There is a strong correlation between central obesity and cardiovascular disease,1 diabetes,2,3 and Alzheimer's disease as well as other metabolic and vascular diseases.4 A simple non-invasive measure of central obesity is waist circumference or the waist to hip ratio.5
But the subcutaneous fat found just beneath the skin isn’t the culprit. It’s the fat inside the abdomen, called visceral fat that raises risk. Visceral fat, also known as organ fat or intra-abdominal fat, is located inside the peritoneal cavity, packed in between internal organs and torso. Visceral fat appears to be harmful because, at least according to one theory, it releases metabolic products directly into the portal circulation, which carries blood straight to the liver. As a result, visceral fat cells that are enlarged and stuffed with excess triglycerides pour free fatty acids into the liver. Free fatty acids also accumulate in the pancreas, heart, and other organs. The result is organ dysfunction, which produces impaired regulation of insulin, blood sugar, and cholesterol, as well as abnormal heart function.
From a public health standpoint, reducing abdominal obesity is the most important goal of weight management approaches. New evidence suggests that polyunsaturated fats (PUFA) could help. Swedish researchers conducted a cross-sectional study that included nearly 4,000 60-year old men and women. They assessed serum cholesteryl ester fatty acid composition by gas chromatography and compared it to abdominal obesity prevalence and other anthropometric measures.

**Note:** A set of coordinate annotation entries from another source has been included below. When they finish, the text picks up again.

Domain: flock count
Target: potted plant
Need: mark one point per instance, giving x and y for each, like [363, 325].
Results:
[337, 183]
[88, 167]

The results showed that higher levels of serum palmitic acid (the primary dietary fatty acid) was positively associated with abdominal obesity (multivariate adjusted odds ratio, 1.46; 95% confidence interval: 1.20, 1.77). In contrast, serum linoleic acid was inversely related to abdominal obesity (OR, 0.40; 95% CI: 0.32, 0.49). Serum alpha-linolenic acid level was also inversely related to abdominal obesity.6
Epidemiologic studies aren’t designed to establish cause and effect relationships. And certainly, the results of a cross-sectional study aren’t a sufficient basis for making definitive conclusions. But this newly published Swedish research is consistent with previously published observational7,8 and clinical9,10 data, which link PUFAs to lower rates of abdominal obesity.
These new findings are one more reason why replacing saturated fat with PUFA is a wise approach to lowering risk for chronic disease. Soybean oil and full-fat soyfoods are excellent sources of both linoleic acid and alpha-linolenic acid.